Tahap dua dilaksanakan mulai Agustus 2022 di provinsi yang ada di Jawa dan Bali. Untuk imunisasi campak rubella menyasar usia 9 sampai 59 bulan, dan imunisasi kejar diberikan pada anak usia 12 sampai 59 bulan yang tidak lengkap imunisasi OPV, IPV, dan DPT-HB-Hib.
“Pelaksanaan BIAN dibagi atas dua tahap, tahap pertama diberikan bagi semua provinsi yang berada di luar Pulau Jawa dan Bali mulai bulan Mei 2022,” jelas Maxi.
Anggota Satgas Imunisasi Ikatan Dokter Anak Indonesia (IDAI) Soedjatmiko menambahkan, setiap tahun di Indonesia mengalami ancaman campak rubella dan difteri sejak 2007 silam.
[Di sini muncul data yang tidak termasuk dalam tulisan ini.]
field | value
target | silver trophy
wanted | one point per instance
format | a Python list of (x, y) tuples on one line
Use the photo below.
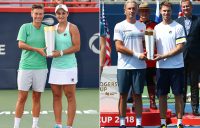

Ia bahkan mencatat di 2021 terdapat 25 provinsi dengan kasus rubella yang meningkat.
Soedjatmiko mengingatkan, penyakit campak berbahaya terutama bagi bayi, balita, anak sekolah. Gejala klinis menurutnya tidak sekadar demam, batuk, pilek, sesak, bintik merah, namun ada pula yang sampai menderita radang otak. Ia melaporkan terhitung sejak 2012 hingga 2017 terdapat 571 bayi dengan kasus radang otak.
“Ada juga kasus radang paru atau pneumonia sejak 2012 sampai 2017 dengan jumlah 2.853 bayi dan anak yang mengalami radang paru akibat campak,” ujar Soedjatmiko. (rdr/cnnindonesia.com)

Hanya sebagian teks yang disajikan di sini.